I'm a Perl programmer who's attempting to learn Python by taking some work I've done before and converting it over to Python. This is NOT a line-by-line translation. I want to learn the Python Technique to do this type of task.
I'm parsing a Windows INI file. Sections names are in the format:
[<type> <description>]
The <type>
is a single word field and is not case sensitive. The <description>
could be multiple words.
After a section, there are a bunch of parameters and values. These are in the form of:
<parameter> = <value>
Parameters have no blank spaces and can only contain underscores, letters, and numbers (case insensitive).
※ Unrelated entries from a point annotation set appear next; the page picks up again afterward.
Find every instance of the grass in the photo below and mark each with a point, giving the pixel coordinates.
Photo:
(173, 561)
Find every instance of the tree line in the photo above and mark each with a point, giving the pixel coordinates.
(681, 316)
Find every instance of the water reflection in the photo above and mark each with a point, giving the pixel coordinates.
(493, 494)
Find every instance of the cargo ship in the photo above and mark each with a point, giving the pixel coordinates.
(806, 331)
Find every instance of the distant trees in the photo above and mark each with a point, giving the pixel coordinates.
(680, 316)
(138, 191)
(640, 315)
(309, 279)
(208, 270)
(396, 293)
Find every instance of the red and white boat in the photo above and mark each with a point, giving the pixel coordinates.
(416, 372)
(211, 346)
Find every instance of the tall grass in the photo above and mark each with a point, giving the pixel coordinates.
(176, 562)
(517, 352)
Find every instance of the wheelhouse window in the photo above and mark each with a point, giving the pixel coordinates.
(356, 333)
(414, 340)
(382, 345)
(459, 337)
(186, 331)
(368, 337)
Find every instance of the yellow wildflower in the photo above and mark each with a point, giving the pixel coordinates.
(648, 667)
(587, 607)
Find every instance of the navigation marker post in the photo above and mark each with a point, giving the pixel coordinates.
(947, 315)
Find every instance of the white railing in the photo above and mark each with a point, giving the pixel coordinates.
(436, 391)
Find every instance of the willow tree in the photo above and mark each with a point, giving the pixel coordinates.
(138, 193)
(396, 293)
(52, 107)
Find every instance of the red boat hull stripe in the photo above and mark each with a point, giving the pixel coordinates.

Thus, the first =
is the divider between a parameter and the value. There might be white space separating the parameter and value around the equals sign. There might be extra white space at the beginning or end of the line.
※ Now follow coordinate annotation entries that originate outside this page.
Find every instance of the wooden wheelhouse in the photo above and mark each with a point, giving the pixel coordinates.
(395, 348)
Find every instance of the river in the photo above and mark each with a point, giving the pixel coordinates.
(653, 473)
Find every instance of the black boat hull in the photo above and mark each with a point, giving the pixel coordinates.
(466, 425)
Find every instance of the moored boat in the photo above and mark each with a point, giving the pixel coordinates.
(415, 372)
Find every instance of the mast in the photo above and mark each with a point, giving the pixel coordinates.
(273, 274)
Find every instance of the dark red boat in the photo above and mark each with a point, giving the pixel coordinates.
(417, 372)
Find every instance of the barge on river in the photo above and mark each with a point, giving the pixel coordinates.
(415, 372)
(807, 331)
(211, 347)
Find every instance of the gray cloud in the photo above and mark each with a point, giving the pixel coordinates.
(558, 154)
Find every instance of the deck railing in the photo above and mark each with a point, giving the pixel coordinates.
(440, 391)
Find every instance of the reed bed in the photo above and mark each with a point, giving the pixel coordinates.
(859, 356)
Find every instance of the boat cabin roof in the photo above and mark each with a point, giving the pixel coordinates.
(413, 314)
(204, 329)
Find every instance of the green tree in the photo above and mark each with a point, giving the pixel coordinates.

In Perl, I used regular expressions for parsing:
while (my $line = <CONTROL_FILE>) {
chomp($line);
next if ($line =~ /^\s*[#;']/); #Comments start with "#", ";", or "'"
next if ($line =~ /^\s*$/); #Ignore blank lines
if ($line =~ /^\s*\[\s*(\w+)\s+(.*)/) { #Section
say "This is a '$1' section called '$2'";
}
elsif ($line =~ /^\s*(\w+)\s*=\s*(.*)/) { #Parameter
say "Parameter is '$1' with a value of '$2'";
}
else { #Not Comment, Section, or Parameter
say "Invalid line";
}
}
The problem is that I've been corrupted by Perl, so I think the easiest way to do something is to use a regular expression. Here's the code I have so far...
for line in file_handle:
line = line.strip
# Comment lines and blank lines
if line.find("#") == 1 \
or line.find(";") == 1 \
or line.whitespace:
continue
# Found a Section Heading
if line.find("[") == 1:
print "I want to use a regular expression here"
print "to split the section up into two pieces"
elif line.find("=") != -1:
print "I want to use a regular expression here"
print "to split the parameter into key and value"
else
print "Invalid Line"
There are several things that irritate me here:
- There are two places where a regular expression just seem to be calling out to be used. What is the Python way of doing this splitting?
- I make sure to strip white space on either side of the string, and rewrite the string. That way, I don't have to do the stripping multiple times. However, I'm rewriting the string which I understand is a very inefficient operation in Python. What is the Python way to handle this issue?
- In the end, my algorithm looks pretty much like my Perl algorithm, and that seems to say that I am letting my Perl thinking get in the way. How should my code be structured in Python?
I've been going through the various on line tutorials, and they've helped me with understanding the syntax, but not much in the way of handling the language itself -- especially someone who tends to think in another language.
My question:
- Should I use regular expressions? Or, is there another and better way to handle this?
- Is my coding logic correct? How should I be thinking about parsing this file?